É notória a importância das escolas no desenvolvimento e na aprendizagem de crianças, jovens e adolescentes. As atividades coletivas, as tarefas em grupo e as aglomerações infantis potencializam o desenvolvimento das chamadas funções psicológicas superiores nas crianças, como a memória, o raciocínio, a linguagem e a escrita. Porém, com o início da pandemia do novo coronavírus, a partir do primeiro semestre de 2020, as aulas presenciais em escolas e universidades em todo o país foram suspensas como medida de mitigação de novos contágios pelo vírus Sars-Cov-2. As aglomerações humanas são as principais causas de contágios da covid-19, e as escolas e as universidades possuem uma dinâmica pedagógica e também uma arquitetura própria que tem como objetivo promover e incentivar as aglomerações, já que as atividades em grupo são facilitadores da aprendizagem. A começar pela arquitetura das salas de aula com dezenas de carteiras organizadas em filas paralelas ou em círculos, a organização do pátio e as atividades do recreio são planejadas em função das interações e aglomerações das crianças, a fim de permitir maior interação e sociabilidade. Podemos ainda citar os restaurantes e os banheiros coletivos de escolas que também possuem uma arquitetura que favorece as interações humanas. Entretanto, devido à voraz dinâmica de contágios do vírus Sars-Cov-2, mesmo com o início da Campanha Nacional de Imunização (vacinação) no Brasil, mudanças estruturais profundas deverão ser realizadas dentro da educação escolar em todos os níveis e também na educação superior para a mitigação de novos contágios de Covid-19 e de suas variantes futuras. As mudanças necessárias serão não apenas referentes ao número de alunos por sala, mas também com mudanças estruturais que vão desde a arquitetura das escolas, na dinâmica de horários de funcionamento das aulas, na contratação de novos professores (concursos públicos), maiores investimentos na infraestrutura das escolas como acesso à internet, saneamento, ampliação de salas e na construção de banheiros, quadras, jardins e maiores áreas de lazer e de recreação.
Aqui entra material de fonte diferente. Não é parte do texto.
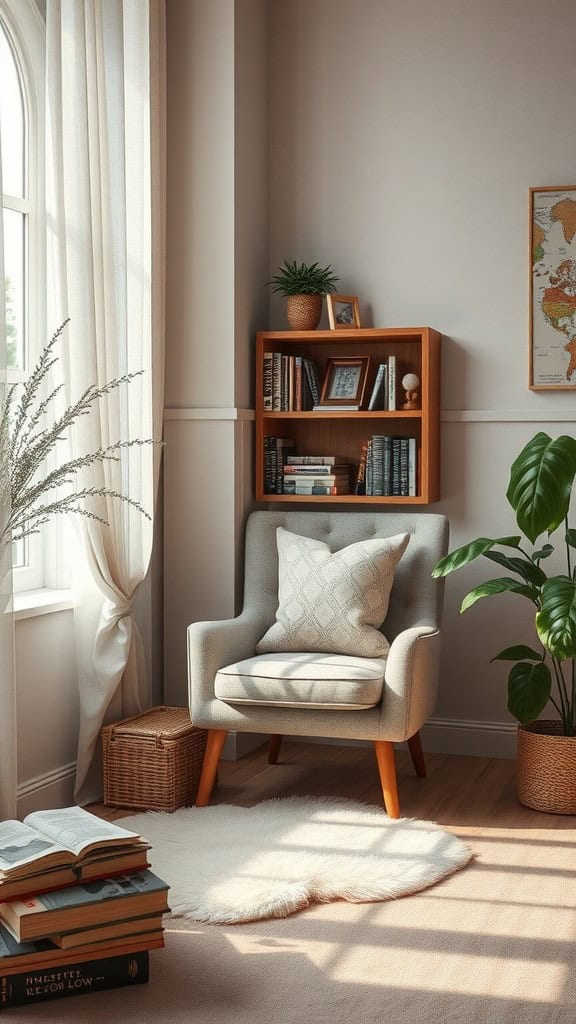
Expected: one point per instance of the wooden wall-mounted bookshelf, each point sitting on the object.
(342, 433)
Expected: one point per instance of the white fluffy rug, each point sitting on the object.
(229, 864)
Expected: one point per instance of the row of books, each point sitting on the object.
(316, 475)
(383, 390)
(291, 383)
(80, 909)
(388, 467)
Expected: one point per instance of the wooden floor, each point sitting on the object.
(461, 792)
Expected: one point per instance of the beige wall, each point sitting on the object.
(216, 266)
(405, 136)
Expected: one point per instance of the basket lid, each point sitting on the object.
(167, 722)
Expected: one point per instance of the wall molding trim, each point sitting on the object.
(54, 788)
(447, 416)
(505, 416)
(188, 413)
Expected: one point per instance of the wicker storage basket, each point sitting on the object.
(153, 761)
(546, 768)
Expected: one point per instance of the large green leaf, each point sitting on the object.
(500, 586)
(556, 622)
(461, 556)
(527, 569)
(540, 483)
(529, 690)
(518, 653)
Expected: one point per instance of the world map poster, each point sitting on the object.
(552, 257)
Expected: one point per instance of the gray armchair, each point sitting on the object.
(233, 688)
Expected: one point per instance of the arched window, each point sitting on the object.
(22, 135)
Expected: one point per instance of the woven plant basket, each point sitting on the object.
(153, 761)
(546, 768)
(303, 311)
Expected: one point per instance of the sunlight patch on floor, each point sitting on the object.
(458, 973)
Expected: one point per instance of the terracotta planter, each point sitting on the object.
(546, 768)
(303, 311)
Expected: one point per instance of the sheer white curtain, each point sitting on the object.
(7, 683)
(105, 92)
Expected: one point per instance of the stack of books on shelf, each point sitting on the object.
(388, 467)
(291, 383)
(276, 453)
(311, 474)
(79, 907)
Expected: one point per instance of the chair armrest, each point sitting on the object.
(213, 644)
(410, 681)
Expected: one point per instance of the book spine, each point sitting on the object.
(375, 397)
(270, 465)
(404, 467)
(360, 487)
(396, 466)
(316, 460)
(412, 467)
(282, 444)
(369, 468)
(392, 383)
(311, 371)
(266, 373)
(38, 984)
(305, 479)
(298, 383)
(387, 466)
(276, 382)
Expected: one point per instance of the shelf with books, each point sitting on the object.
(297, 429)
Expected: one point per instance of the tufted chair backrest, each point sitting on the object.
(415, 599)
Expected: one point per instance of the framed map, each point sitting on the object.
(552, 288)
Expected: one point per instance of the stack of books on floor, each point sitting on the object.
(79, 907)
(316, 474)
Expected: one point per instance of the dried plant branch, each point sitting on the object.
(25, 481)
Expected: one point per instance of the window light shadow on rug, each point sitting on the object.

Segundo Tokarnia (2020), em relação às condições atuais das escolas no Brasil em tempos de pandemia, apenas 46,7% possuem saneamento básico, ou seja, mais da metade das escolas do país não possui tratamento de esgoto, água encanada ou coleta de resíduos sólidos. Dentro desta pesquisa apenas 30% das escolas públicas e privadas no Brasil possuem áreas verdes, quadras e áreas de lazer.
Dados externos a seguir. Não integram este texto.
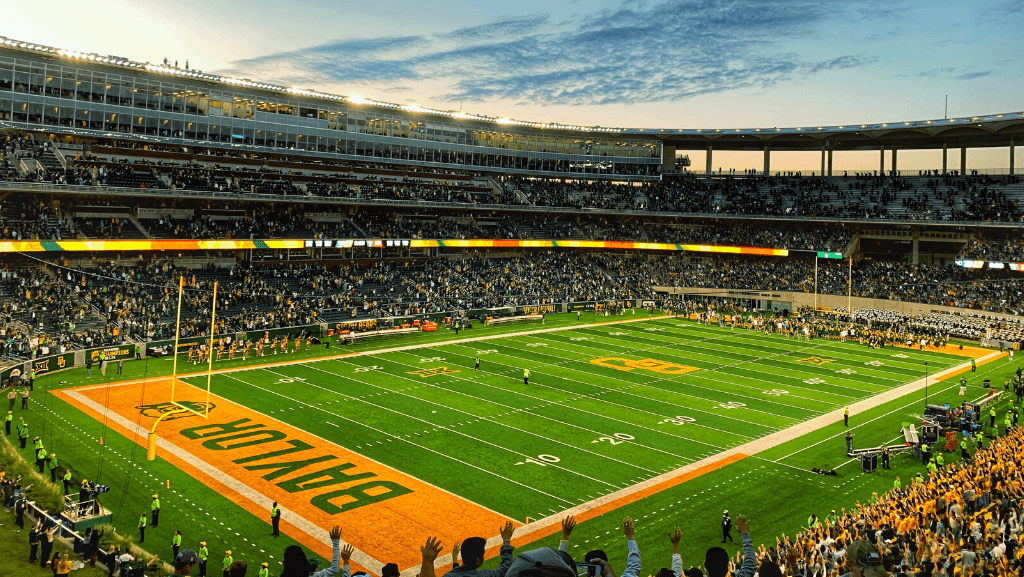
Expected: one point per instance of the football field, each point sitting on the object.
(418, 441)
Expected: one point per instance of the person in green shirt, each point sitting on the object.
(175, 543)
(52, 465)
(204, 554)
(226, 563)
(155, 507)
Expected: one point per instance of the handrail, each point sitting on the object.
(211, 195)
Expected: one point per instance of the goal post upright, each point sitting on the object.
(177, 335)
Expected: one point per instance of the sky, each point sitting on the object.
(686, 64)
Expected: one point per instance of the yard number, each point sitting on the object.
(615, 439)
(542, 460)
(678, 420)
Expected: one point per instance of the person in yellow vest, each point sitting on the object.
(204, 554)
(176, 542)
(275, 520)
(41, 458)
(155, 507)
(52, 465)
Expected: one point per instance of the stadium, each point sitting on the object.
(256, 312)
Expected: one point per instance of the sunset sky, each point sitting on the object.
(628, 64)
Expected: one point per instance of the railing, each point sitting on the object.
(210, 195)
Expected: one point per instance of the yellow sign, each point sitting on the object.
(433, 372)
(817, 361)
(652, 365)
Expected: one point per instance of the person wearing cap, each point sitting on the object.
(155, 507)
(225, 563)
(717, 560)
(473, 550)
(184, 561)
(175, 543)
(204, 554)
(41, 458)
(275, 520)
(52, 465)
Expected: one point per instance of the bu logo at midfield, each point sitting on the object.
(155, 411)
(652, 365)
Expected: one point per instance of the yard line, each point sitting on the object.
(658, 379)
(527, 411)
(797, 367)
(631, 423)
(875, 419)
(450, 429)
(467, 413)
(681, 379)
(852, 354)
(397, 438)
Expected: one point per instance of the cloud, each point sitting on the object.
(637, 51)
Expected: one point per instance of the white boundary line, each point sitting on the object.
(300, 523)
(751, 449)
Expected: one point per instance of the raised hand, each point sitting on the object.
(430, 550)
(507, 531)
(567, 525)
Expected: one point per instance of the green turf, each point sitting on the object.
(596, 429)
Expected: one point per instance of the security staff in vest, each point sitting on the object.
(275, 520)
(204, 554)
(155, 506)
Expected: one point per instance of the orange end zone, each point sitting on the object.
(595, 508)
(253, 460)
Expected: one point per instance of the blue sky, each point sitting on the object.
(691, 64)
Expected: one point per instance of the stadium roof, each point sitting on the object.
(975, 131)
Quando se fala sobre o quesito infraestrutura escolar, segundo o Censo Escolar 2017, nas escolas de ensino fundamental no Brasil apenas 65,8% das escolas públicas possuem água encanada (água potável), 46,8% possuem laboratório de informática, 65,6% têm acesso à internet e nas escolas de educação infantil apenas 61,1% possuem banheiro adequado à sua faixa etária. No que se refere às creches, apenas 57,6% possuem parque infantil e para a pré-escola essa porcentagem cai para 42,7%, e menos de 30% das creches e das pré-escolas possuem áreas verdes (MARTINS, 2018).

Essa realidade escolar brasileira é um entrave para a reabertura das escolas e para a flexibilização das atividades de aulas presenciais. Considerando tal contexto em que se insere a maioria das escolas no país, com destaque para a total falta de infraestrutura dos espaços escolares, haverá a potencialização de novos contágios e de óbitos na reabertura de escolas ou creches durante o período atual de crescimento da segunda onda no país, com altos índices de transmissão do vírus (Rt>1), provocando um aumento expressivo de contaminações e mortes por covid-19 entre os escolares e os seus familiares, agravando mais a espantosa realidade atual dos números da pandemia no Brasil.

 

Por que não se deve iniciar as aulas presenciais atualmente no Brasil com a variante Ômicron?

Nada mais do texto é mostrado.